The Corner

more on the fordham warning

The Post story has a few notable things. Yes, Fordham was upset by yesterday’s story:

Fordham grew incensed when leadership aides intimated that he had prevailed upon House leaders in 2005 to withhold the Foley matter from the board overseeing the page program and instead refer it only to the Page Board’s chairman, Rep. John M. Shimkus (R-Ill.). Fordham said of the allegations: “This is categorically false.”

People besides Alexander may have seen the initial e-mails:

House members agree that the two officials chosen to confront Foley in the fall of 2005 about the e-mails to the Louisiana youth were Shimkus and Jeff Trandahl, then clerk of the House and a member of the Page Board. But accounts differ on whether Alexander’s staff showed the two men the contents of the e-mails.

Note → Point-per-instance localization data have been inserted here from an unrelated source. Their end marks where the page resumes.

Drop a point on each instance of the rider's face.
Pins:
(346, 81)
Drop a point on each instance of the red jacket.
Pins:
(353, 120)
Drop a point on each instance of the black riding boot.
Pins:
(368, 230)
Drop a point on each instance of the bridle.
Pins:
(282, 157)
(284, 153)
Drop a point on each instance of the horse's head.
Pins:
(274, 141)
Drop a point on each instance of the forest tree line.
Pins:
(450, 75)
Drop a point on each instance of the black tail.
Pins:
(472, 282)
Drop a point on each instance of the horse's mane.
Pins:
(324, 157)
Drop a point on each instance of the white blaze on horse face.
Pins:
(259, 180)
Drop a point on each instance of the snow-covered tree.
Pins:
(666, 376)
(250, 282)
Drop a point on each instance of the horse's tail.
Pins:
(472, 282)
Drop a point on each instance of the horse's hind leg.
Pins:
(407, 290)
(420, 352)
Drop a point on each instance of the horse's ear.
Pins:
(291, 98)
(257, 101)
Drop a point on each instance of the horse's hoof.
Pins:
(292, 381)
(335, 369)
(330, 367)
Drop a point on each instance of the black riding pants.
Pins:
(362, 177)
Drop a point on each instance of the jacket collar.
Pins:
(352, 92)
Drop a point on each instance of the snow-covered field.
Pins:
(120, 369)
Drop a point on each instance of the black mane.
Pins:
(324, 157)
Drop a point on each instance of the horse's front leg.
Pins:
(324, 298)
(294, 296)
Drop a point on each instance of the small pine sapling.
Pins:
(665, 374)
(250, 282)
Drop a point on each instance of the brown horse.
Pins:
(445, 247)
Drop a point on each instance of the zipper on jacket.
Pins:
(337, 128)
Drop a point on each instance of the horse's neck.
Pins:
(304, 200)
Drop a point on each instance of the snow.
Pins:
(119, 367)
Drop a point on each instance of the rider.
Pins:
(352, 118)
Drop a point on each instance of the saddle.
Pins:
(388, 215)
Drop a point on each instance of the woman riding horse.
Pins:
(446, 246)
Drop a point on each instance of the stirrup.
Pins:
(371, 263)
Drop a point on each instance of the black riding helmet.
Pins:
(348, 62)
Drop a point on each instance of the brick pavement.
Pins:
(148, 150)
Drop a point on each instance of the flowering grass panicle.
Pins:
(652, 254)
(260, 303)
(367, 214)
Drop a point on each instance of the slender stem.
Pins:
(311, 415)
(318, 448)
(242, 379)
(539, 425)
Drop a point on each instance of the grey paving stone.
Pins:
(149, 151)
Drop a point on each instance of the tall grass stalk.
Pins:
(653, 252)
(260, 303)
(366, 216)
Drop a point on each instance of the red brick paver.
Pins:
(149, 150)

A chronology issued Saturday by Hastert’s office stated that Trandahl “asked to see the text of the e-mail.” It continued: “Congressman Alexander’s office declined, citing the fact that the family wished to maintain as much privacy as possible and simply wanted the contact to stop.” The chronology says that Trandahl then “immediately” summoned Shimkus and that the two men sat down with Foley, who convinced them that his exchanges with the Louisiana boy were innocent. The account strongly implies that neither Shimkus nor Trandahl knew the exact language in the e-mails when the two men met with Foley.

But Shimkus has said that he and Trandahl were provided the text of the e-mails. Shimkus spokesman Steve Tomaszewski said in an interview yesterday that Trandahl provided the congressman with the language of the e-mails — including Foley’s request for the boy’s photo — on a standard-size sheet of paper.

Foley may have been warned before:

Fordham says his warnings to Hastert’s office dealt with a different matter: reports of Foley’s troubling interest in male pages working in the Capitol Hill complex. He says he implored the highest ranks of the GOP leadership to intervene to thwart behavior that he had been unable to stop after multiple confrontations with his boss. Sources close to the matter say a meeting took place between a senior Hastert aide and Foley before Fordham’s January 2004 departure, probably in 2003, in a small conference room on the third floor of the Capitol.

But the matter appears to have been dropped.